Performance series in Battelle Atrium showcases AU talent

Teachers, students and faculty walking by slowed down to peer inside and many of them stayed to listen. This was exactly Nancy Jo Snider's goal when, as Music Program Director of the Department of Performing Arts, she designed the "Four Fridays at Noon: Bringing Music to the People" performance series in the Battelle Atrium.

"I want to bring music to the people as part of the normal course of their day without them having to make that Herculean effort to fight the traffic and make it to the concert hall," Snider said. "I want it to be part of their everyday life."

She said that she chose the atrium for the performances because she wanted Kay Mussell, the Dean of the College of Arts and Sciences, to hear their music.

"Her support of us filters into the entire university to show that the arts are a big part of higher education. She believes, like us, that we need to keep the arts in liberal arts," Snider said. "We have support and we are grateful for that support. We wouldn't be here at all without it."

This Friday's performances focused on classical piano, with two student performances followed by an appearance by their professor, the internationally renowned pianist and AU faculty member Yuliya Gorenman.

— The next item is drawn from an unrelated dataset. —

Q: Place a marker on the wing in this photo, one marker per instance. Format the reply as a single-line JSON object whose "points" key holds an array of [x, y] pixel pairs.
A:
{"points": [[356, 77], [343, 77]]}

The performance began with Yui Enomoto, a freshman in the College of Arts and Sciences and an international student from Japan, playing "Allegro" from Mozart Sonata No.457. She has been playing the piano for 17 years and still left the stage beaming at the huge round of applause she received. Enomoto said she really likes working with Gorenman because she learns something new each time they work together.

Second was Ignat Drozdov, who performed the "Allegro ma non troppo" from Beethoven's piano Sonata No. 23 in F Minor, Op. 57 and Chopin's Prelude in E Minor, Op. 28, No. 4. His performance was emotional and captivating, and really drew in the audience. Drozdov has been playing the piano for 12 years and said that "working with Yuliya is great. She requires you to have a goal. She's a demanding professor, especially with the piano, and if you haven't done the work it clearly shows."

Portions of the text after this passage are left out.